Integration to Solve, points on a cylinder

[katmarie]

Homework Statement

"A cylindrical tank is buried beneath a lake in order to safely store radioactive waste. Inside the tank is a measuring rod that identifies the level of radioactive waste.
Determine the points on the measuring rod that would identify when the tank is 1/4 , 1/2 and 3/4 full.
Assume the diameter of the cylinder is 1m and the cylinder is 5m long.

Homework Equations

The Attempt at a Solution

Not sure where to start really, or where to go.

Started with:

partial circle = 1/2 * r2 * (3.14 * theta/180)-sin theta

Not sure where to go with this using integration to solve.


HELP, please

 

[LCKurtz]

You haven't told us the orientation the tank has on the bottom of the lake. If it is upright the problem is very easy. If it is at an angle from upright the problem becomes difficult. With luck, if the tank is lying on its side, the problem becomes a routine calculus problem.
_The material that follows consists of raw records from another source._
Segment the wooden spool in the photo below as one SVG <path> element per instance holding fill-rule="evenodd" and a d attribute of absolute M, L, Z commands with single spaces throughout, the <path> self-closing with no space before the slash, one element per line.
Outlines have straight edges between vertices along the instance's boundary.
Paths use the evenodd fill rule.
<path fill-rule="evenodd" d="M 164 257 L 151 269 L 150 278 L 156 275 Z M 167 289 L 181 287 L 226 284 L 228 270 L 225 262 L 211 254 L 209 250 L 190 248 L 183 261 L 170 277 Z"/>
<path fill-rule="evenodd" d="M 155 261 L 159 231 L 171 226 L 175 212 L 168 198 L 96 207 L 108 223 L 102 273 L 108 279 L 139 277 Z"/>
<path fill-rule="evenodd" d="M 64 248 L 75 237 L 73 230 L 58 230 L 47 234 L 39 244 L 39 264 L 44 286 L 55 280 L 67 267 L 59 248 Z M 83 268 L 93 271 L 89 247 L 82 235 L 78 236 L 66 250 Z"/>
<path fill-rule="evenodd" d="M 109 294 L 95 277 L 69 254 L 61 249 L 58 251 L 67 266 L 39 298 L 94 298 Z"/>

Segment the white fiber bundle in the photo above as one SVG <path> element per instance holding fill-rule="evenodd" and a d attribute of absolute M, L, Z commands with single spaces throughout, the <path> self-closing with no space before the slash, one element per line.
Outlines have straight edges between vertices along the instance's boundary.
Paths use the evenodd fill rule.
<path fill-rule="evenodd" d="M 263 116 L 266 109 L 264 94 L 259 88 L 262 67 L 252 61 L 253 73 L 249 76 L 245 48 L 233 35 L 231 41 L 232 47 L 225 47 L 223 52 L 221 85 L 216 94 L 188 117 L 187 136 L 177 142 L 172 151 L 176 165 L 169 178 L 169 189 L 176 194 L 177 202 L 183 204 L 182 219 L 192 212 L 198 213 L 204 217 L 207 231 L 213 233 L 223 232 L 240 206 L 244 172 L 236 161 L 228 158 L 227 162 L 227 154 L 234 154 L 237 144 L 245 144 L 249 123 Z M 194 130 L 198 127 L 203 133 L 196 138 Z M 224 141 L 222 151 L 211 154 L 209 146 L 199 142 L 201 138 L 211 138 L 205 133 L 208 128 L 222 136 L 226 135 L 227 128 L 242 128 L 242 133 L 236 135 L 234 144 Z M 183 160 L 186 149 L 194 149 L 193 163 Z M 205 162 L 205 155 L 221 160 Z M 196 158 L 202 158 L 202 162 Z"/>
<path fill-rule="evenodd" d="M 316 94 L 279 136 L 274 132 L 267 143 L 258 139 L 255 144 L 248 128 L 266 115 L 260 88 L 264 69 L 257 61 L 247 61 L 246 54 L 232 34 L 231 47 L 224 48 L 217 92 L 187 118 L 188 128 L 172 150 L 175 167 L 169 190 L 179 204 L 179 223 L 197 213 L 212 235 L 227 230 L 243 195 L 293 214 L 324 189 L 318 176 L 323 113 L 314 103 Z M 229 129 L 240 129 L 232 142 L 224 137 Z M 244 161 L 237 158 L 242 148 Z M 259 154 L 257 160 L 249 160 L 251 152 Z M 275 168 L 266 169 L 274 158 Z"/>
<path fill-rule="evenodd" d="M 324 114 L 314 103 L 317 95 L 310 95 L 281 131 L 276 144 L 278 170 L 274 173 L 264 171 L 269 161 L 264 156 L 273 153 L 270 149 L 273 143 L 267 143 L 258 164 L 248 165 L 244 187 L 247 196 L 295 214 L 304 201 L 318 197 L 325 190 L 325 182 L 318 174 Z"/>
In that case the end of the tank can be thought of as a circle in the xy plane and the volume of the contents is just the height of the cylinder times the covered area of the end.

So you just to integrate from the bottom of the circle up to an unknown depth d so that the resulting area is 1/4, 1/2, etc. the full area of the circle.

Do you see how to set up the integral?